Dimitra Salmanidou (UCL)

Uncertainty quantification workflows for high-resolution tsunami hazard prediction in North Cascadia.

Statistical emulators are stochastic approximations of the numerical response that can be utilized to assess the results of numerous scenarios when the computational models become expensive to run. They thus comprise valuable methods for uncertainty quantification. In this work we analyse the workflows followed for the uncertainty quantification of tsunami hazard in British Columbia. Earthquake tsunamis generated from the Cascadia subduction zone could pose a major threat for the area.
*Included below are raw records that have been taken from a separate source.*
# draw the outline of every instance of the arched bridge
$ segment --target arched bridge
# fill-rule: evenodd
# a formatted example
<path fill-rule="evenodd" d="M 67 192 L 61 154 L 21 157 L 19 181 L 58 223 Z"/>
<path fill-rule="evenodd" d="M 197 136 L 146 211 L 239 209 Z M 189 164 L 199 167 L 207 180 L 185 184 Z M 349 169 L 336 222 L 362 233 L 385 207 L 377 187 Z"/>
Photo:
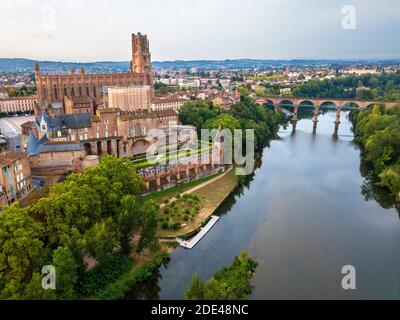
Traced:
<path fill-rule="evenodd" d="M 257 97 L 258 104 L 272 104 L 275 107 L 279 106 L 306 106 L 306 107 L 321 107 L 323 105 L 334 105 L 336 108 L 343 108 L 346 106 L 355 107 L 359 109 L 366 109 L 369 106 L 378 104 L 378 101 L 372 100 L 357 100 L 357 99 L 328 99 L 328 98 L 292 98 L 292 97 Z M 387 106 L 394 106 L 393 102 L 386 102 Z"/>
<path fill-rule="evenodd" d="M 352 107 L 357 109 L 366 109 L 374 104 L 379 104 L 378 101 L 357 100 L 357 99 L 322 99 L 322 98 L 291 98 L 291 97 L 257 97 L 256 102 L 260 105 L 272 104 L 275 111 L 280 111 L 281 107 L 293 107 L 293 131 L 296 130 L 297 115 L 299 108 L 312 107 L 314 108 L 313 118 L 313 133 L 317 131 L 319 109 L 324 105 L 334 105 L 336 109 L 335 131 L 334 136 L 337 136 L 340 124 L 340 111 L 344 107 Z M 394 106 L 393 102 L 386 102 L 386 106 Z"/>

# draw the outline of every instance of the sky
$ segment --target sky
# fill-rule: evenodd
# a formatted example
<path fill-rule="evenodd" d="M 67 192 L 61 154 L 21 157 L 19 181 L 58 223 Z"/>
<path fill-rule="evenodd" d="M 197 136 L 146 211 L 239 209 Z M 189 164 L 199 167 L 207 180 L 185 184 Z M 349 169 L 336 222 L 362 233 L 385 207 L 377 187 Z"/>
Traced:
<path fill-rule="evenodd" d="M 399 0 L 1 0 L 0 57 L 128 61 L 400 58 Z"/>

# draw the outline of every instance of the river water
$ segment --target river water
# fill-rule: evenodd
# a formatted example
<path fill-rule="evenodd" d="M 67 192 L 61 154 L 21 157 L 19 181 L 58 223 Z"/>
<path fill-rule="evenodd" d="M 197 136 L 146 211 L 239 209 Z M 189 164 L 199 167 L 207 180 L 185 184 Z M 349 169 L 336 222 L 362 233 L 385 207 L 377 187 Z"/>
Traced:
<path fill-rule="evenodd" d="M 399 213 L 361 176 L 347 115 L 336 139 L 326 110 L 315 135 L 307 118 L 294 134 L 282 129 L 217 224 L 192 250 L 177 248 L 143 297 L 182 299 L 194 273 L 208 279 L 245 249 L 259 262 L 251 299 L 400 298 Z M 356 290 L 341 287 L 345 265 Z"/>

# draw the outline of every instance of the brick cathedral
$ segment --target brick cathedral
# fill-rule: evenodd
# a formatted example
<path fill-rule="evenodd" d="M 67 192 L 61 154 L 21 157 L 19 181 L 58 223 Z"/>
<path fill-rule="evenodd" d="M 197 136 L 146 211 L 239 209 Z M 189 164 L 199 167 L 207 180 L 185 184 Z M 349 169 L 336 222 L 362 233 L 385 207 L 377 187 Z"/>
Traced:
<path fill-rule="evenodd" d="M 39 103 L 64 102 L 64 97 L 89 97 L 102 103 L 103 87 L 153 85 L 153 71 L 149 41 L 146 35 L 132 34 L 132 60 L 127 73 L 86 74 L 83 69 L 70 74 L 41 75 L 35 65 L 35 79 Z"/>

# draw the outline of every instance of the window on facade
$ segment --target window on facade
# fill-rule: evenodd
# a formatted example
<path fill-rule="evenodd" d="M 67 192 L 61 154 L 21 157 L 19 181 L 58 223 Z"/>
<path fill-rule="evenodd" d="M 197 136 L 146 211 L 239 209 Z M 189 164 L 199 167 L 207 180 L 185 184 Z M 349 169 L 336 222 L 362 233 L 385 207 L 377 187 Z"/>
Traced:
<path fill-rule="evenodd" d="M 57 85 L 54 85 L 54 99 L 58 100 L 58 90 L 57 90 Z"/>

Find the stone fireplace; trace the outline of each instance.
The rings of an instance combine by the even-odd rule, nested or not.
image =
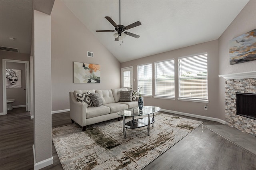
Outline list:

Probabilistic hazard prediction can aid disaster mitigation and preparedness; the objective is to provide with high-resolution probabilistic outputs of the tsunami elevation. To do so, we build Multi-Output Gaussian Process emulators with the aid of a sequential design approach that adaptively selects the training sets of runs. We discuss the different stages followed in this study and the computational speeds of the modelling approach.

Maxime Vassaux (UCL)

Large-scale UQ of single-scale molecular dynamics and heterogeneous multiscale simulations of biomedical and advanced materials systems.
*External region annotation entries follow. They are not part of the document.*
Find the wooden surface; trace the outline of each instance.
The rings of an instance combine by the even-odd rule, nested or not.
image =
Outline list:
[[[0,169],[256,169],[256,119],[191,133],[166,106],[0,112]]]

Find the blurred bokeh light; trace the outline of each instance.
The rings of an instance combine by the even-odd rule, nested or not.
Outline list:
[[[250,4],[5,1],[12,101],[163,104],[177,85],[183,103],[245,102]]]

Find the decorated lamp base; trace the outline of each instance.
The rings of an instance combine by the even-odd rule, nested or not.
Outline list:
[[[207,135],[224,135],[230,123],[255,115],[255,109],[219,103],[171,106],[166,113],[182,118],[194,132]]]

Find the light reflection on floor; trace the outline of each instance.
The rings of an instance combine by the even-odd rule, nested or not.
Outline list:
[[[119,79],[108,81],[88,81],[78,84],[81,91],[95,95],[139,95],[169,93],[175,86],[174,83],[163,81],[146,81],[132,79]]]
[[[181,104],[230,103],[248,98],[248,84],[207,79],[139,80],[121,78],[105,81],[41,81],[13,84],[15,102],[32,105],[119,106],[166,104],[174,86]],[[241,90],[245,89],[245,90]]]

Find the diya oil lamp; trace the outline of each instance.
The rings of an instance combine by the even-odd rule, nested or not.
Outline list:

I will introduce in this talk two simulation applications we perform large-scale uncertainty quantification (UQ) on using advanced methods showing high scalability. On one side, I will discuss the use of the VECMAtk and its EasyVVUQ feature to perform tractable UQ of binding affinity calculations on a protein-ligand system simulated with molecular dynamics. Such application typically features a high-dimensional input parameter space which cannot be explored using Monte-Carlo sampling. On the other side, I will discuss the use of surrogate modelling to perform UQ of materials properties prediction using semi-concurrent multiscaling. Single multiscale simulations can already require exascale supercomputers, I will explain how training on-the-fly a surrogate model of the microscale model can be helpful to rapidly decrease the cost of subsequent multiscale simulations necessary for UQ.

Wouter Edeling (CWI)

Forward uncertainty propagation for high-dimensional input spaces using the VECMA toolkit

Parametric uncertainty arises due to imperfect knowledge in the input parameters of a computational model. Although this is not the only source of uncertainty, assessing the impact of the unknown input parameters is important as computational models are increasingly used in decision and policy making at different levels of society. It is not uncommon for a model to have hundreds of inputs, in which case many forward propagation techniques break down due to the well-known curse of dimensionality. In the Verified Exascale Computing for Multiscale Applications (VECMA,https://www.vecma.eu/) project, we are developing, amongst others, a toolkit for forward propagation of uncertainty. To tackle the high dimensionality, we are considering dimension-adaptive sampling approaches, which iteratively refine the sampling plan based on a suitable error metric. Moreover, we particularly focus on computationally expensive models, with applications ranging from epidemiological modelling of COVID-19 through fusion energy reactor design, drug discovery and weather forecasting to climate change, and are developing various mechanisms to effectively execute the (adaptive) ensembles on HPC resources. We will discuss our framework for uncertainty propagation, and discuss future challenges.